I need to show that $\nabla \times (v \nabla)v = – \nabla \times[v \times (\nabla \times v)]$.
So what I did was :
$[v \times (\nabla \times v)]_i = \epsilon_{ijk} v_j(\epsilon_{klm} \partial_l v_m) $. Using the relation between the Levi Civita Symbol product and Kronecker delta I got :
$[v \times (\nabla \times v)]_i = v_j \partial_i v_j -v_j \partial_j v_i$ = $v_j \partial_i v_j -(v \cdot \nabla)v_i$. Using the product rule we have that $v_j \partial_i v_j = \frac{1}{2} \partial_i (v^2)$.
So then I tried applying the curl :
$\nabla \times[v \times (\nabla \times v)]_i$ = $\epsilon_{ijk}\partial_j (\frac{1}{2} \partial_i (v^2)-(v \cdot \nabla)v_i)$
My doubt is how can I proceed from here ? I see that I am close to the result ,but I'm stuck.

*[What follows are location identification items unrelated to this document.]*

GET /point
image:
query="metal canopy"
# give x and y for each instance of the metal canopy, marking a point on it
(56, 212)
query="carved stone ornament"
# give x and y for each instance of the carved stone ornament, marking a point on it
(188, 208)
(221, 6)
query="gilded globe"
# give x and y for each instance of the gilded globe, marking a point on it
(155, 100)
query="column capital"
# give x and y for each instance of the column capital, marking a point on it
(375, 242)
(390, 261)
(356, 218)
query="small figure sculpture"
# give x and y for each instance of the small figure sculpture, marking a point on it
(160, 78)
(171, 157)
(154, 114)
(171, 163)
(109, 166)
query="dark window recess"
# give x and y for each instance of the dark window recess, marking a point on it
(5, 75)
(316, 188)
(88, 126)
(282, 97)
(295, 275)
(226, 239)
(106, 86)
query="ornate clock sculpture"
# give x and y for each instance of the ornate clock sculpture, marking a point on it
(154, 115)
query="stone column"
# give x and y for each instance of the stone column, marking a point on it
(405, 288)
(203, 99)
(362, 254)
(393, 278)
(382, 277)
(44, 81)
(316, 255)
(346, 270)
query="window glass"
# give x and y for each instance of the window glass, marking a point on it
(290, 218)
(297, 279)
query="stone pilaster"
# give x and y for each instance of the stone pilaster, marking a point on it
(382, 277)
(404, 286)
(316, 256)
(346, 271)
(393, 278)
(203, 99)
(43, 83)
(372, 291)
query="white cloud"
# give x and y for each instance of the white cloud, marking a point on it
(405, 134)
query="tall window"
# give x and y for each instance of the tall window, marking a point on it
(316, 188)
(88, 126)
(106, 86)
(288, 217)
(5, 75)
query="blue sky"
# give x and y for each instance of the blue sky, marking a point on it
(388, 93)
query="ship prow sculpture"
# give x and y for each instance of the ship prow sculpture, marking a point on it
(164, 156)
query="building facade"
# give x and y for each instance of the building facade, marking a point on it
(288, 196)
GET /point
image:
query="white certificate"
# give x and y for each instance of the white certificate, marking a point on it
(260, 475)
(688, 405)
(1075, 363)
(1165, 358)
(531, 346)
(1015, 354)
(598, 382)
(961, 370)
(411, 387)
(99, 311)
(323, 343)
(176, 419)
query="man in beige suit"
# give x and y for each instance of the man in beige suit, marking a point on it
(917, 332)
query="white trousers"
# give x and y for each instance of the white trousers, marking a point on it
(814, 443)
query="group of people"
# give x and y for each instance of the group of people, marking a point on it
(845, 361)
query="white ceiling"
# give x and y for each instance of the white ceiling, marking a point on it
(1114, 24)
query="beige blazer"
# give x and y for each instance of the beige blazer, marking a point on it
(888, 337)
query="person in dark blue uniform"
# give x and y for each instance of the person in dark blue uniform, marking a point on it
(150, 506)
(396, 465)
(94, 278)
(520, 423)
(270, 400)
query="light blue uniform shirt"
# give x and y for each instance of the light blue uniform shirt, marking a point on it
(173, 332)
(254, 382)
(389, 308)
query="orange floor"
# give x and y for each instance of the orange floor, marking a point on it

Any help will be appreciated
Best Answer
You want to prove $\nabla\times X=0$ with $X:=(v\cdot\nabla)v+v\times(\nabla\times v)$, i.e.$$X_i=v_j\partial_jv_i+\underbrace{\epsilon_{ijk}\epsilon_{klm}}_{\delta_{il}\delta_{jm}-\delta_{im}\delta_{jl}}v_j\partial_lv_m=v_j\partial_jv_i+v_j\partial_iv_j-v_j\partial_jv_i=v_j\partial_iv_j=\partial_i(\tfrac12v_j^2).$$In other words, $X=\nabla(\tfrac12v^2)$, making the result trivial by @MarkViola's hint.